No mesmo espaço falara outros candidatos a vogais da direção, entre os quais Toni, treinador de futebol que expressou a "satisfação" por poder voltar a estar ligado à FPF. "Pedro Proença é um homem que conta com um lastro ligado ao futebol, como árbitro e dirigente. Houve um trabalho notável de Fernando Gomes e temos um desafio muito grande pela frente, mas não é impossível fazer melhor. As linhas programáticas, todos os objetivos e desafios enumerados, reforçaram a minha decisão de aceitar este ciclo desafiante que aí vem. Estamos prontos para vencer", realçou o técnico, com 78 anos.
Domingos Paciência nota "projeto agregador"

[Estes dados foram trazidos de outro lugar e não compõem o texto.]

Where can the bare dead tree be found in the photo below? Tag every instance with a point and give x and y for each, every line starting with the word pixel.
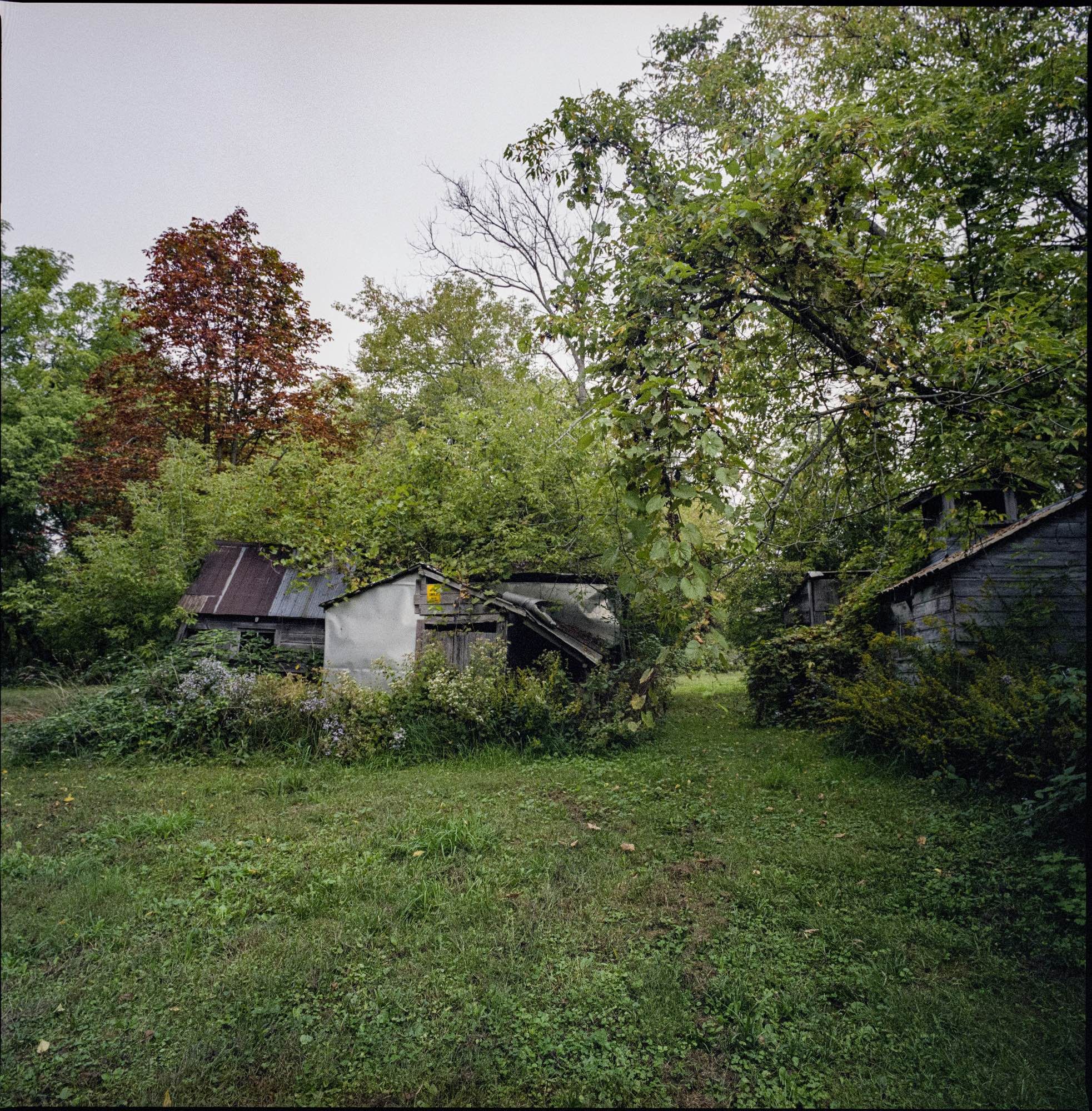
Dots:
pixel 517 234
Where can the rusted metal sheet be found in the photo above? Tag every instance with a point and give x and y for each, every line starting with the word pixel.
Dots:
pixel 235 580
pixel 303 598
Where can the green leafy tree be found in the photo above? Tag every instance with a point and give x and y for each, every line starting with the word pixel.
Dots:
pixel 852 244
pixel 54 337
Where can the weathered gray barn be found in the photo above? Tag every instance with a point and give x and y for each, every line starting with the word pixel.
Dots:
pixel 813 602
pixel 1043 553
pixel 387 624
pixel 241 588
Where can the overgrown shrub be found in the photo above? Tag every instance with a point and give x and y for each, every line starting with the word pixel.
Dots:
pixel 972 714
pixel 791 677
pixel 206 696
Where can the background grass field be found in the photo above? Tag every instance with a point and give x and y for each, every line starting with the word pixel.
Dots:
pixel 791 926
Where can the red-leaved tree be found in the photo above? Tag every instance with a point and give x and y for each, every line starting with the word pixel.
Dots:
pixel 226 358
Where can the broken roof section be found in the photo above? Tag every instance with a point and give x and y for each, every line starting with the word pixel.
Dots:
pixel 528 615
pixel 242 580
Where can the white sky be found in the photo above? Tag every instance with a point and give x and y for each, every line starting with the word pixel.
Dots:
pixel 123 121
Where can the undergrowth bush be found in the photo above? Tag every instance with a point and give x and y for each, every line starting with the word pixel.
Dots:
pixel 791 677
pixel 207 696
pixel 969 714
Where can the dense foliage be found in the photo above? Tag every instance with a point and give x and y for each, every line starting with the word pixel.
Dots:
pixel 851 262
pixel 203 698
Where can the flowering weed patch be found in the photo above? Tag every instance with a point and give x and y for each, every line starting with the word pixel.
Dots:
pixel 198 699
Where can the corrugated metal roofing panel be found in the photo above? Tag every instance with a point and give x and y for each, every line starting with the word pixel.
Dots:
pixel 214 577
pixel 1003 534
pixel 253 586
pixel 235 580
pixel 305 599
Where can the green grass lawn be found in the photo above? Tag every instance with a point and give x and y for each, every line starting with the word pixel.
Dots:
pixel 791 926
pixel 25 704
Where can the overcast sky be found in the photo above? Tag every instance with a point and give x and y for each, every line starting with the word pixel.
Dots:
pixel 123 121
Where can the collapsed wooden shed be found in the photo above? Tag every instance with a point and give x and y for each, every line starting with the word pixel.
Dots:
pixel 391 622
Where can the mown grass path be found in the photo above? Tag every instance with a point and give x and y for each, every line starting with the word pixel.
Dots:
pixel 790 927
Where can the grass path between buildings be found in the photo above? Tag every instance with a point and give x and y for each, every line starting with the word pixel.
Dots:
pixel 790 927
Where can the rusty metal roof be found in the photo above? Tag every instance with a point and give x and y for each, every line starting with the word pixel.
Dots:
pixel 1003 534
pixel 241 580
pixel 303 598
pixel 235 580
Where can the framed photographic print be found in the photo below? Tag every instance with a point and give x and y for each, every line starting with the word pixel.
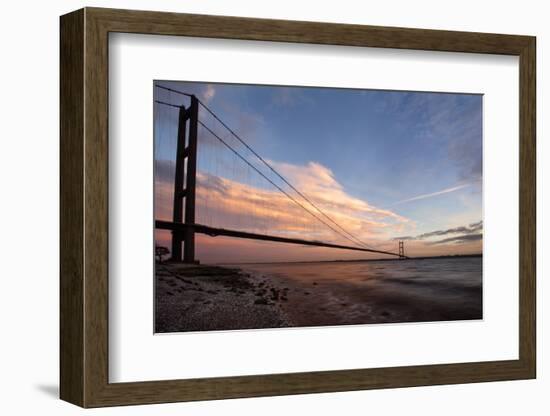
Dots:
pixel 256 207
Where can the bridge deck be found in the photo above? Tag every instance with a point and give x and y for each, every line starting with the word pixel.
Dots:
pixel 213 232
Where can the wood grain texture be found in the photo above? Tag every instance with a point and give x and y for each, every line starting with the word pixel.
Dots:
pixel 71 208
pixel 84 207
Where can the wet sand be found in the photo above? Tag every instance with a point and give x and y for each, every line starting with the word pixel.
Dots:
pixel 202 298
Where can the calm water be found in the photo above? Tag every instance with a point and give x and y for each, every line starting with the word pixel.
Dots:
pixel 335 293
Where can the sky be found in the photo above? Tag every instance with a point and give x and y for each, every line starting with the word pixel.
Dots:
pixel 381 166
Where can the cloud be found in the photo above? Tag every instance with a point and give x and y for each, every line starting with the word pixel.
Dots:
pixel 227 202
pixel 458 239
pixel 430 195
pixel 468 233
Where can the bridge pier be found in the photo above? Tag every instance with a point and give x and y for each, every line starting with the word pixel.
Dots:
pixel 185 151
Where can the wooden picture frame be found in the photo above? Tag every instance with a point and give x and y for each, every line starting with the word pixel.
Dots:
pixel 84 207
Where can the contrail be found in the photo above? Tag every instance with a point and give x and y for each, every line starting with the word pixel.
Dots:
pixel 444 191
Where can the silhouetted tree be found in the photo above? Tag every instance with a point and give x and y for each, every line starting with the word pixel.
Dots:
pixel 161 251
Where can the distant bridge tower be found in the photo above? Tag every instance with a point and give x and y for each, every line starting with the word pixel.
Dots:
pixel 186 149
pixel 402 250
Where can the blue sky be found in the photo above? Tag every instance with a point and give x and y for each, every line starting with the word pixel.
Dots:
pixel 416 154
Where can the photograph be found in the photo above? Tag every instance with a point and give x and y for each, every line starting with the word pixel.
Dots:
pixel 281 206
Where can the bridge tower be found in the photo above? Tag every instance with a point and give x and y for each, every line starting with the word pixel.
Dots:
pixel 185 183
pixel 402 250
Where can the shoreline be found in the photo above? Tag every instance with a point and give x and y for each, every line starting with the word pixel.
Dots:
pixel 207 298
pixel 213 297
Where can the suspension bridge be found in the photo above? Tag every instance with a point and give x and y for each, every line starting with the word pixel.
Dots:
pixel 228 189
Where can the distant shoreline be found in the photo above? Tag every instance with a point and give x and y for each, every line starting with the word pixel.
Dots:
pixel 455 256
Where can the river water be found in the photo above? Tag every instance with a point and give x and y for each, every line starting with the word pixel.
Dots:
pixel 364 292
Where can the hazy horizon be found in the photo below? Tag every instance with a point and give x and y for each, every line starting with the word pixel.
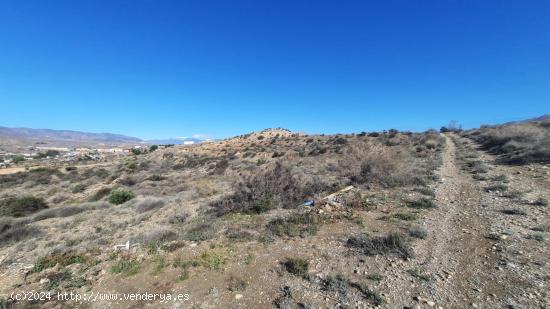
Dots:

O também treinador Domingos Paciência frisou o "projeto agregador" que o candidato Pedro Proença reuniu, com o contributo "de muita gente", incidindo na formação e na base para melhorar as seleções nacionais e continuar a alcançar patamares de sucesso."O futebol está a mudar. Há mais jogos e menos datas para jogar, é normal haver mais preocupação. Temos de gerir isso da melhor maneira e ver como podemos melhorar as competições. O quadro competitivo terá de ser reformulado, pois é impossível fazer 70 a 80 jogos por época", explicou o também antigo futebolista, com carreira no FC Porto.
Carriço assume "responsabilidade"
Daniel Carriço, que concluiu a carreira de futebolista em 2021/22 e tem 36 anos, revê-se "no programa e nas pessoas", garantindo consciência do desafio que a equipa tem pela frente, mas crente na capacidade da mesma para cumprir os planos. "Representar a nossa federação, como jogador e agora como dirigente, é uma enorme responsabilidade. Sabemos o legado que Pedro Proença deixou na carreira de árbitro e na Liga de clubes, que transformou e recapacitou, conseguindo unir todos os agentes desportivos. Acho que a minha função é estar mais ligado ao futebol e atletas", frisou.
Carlos Queiroz: "Não é fácil estar num patamar elevado e continuar a crescer."
O ex-selecionador português de futebol Carlos Queiroz é um dos membros da Comissão de Honra da candidatura e mostrou-se confiante de que Pedro Proença pode ser "a mensagem de inovação e mudança que o futebol português vai necessitar nos próximos anos", face aos desafios que o futebol internacional tem colocado.
"Não é fácil estar num patamar elevado e continuar a crescer. Esse é o grande desafio. Só vai ser possível se conseguirmos fazer algo que parece simples e que até já foi feito nesta casa, que é pensar mais rápido e melhor do que todos os que competem contra nós. Essa é a fórmula e tenho confiança de que o Pedro Proença poderá inovar e estar uns passos à frente dos adversários mais diretos e poderosos do futebol", considerou.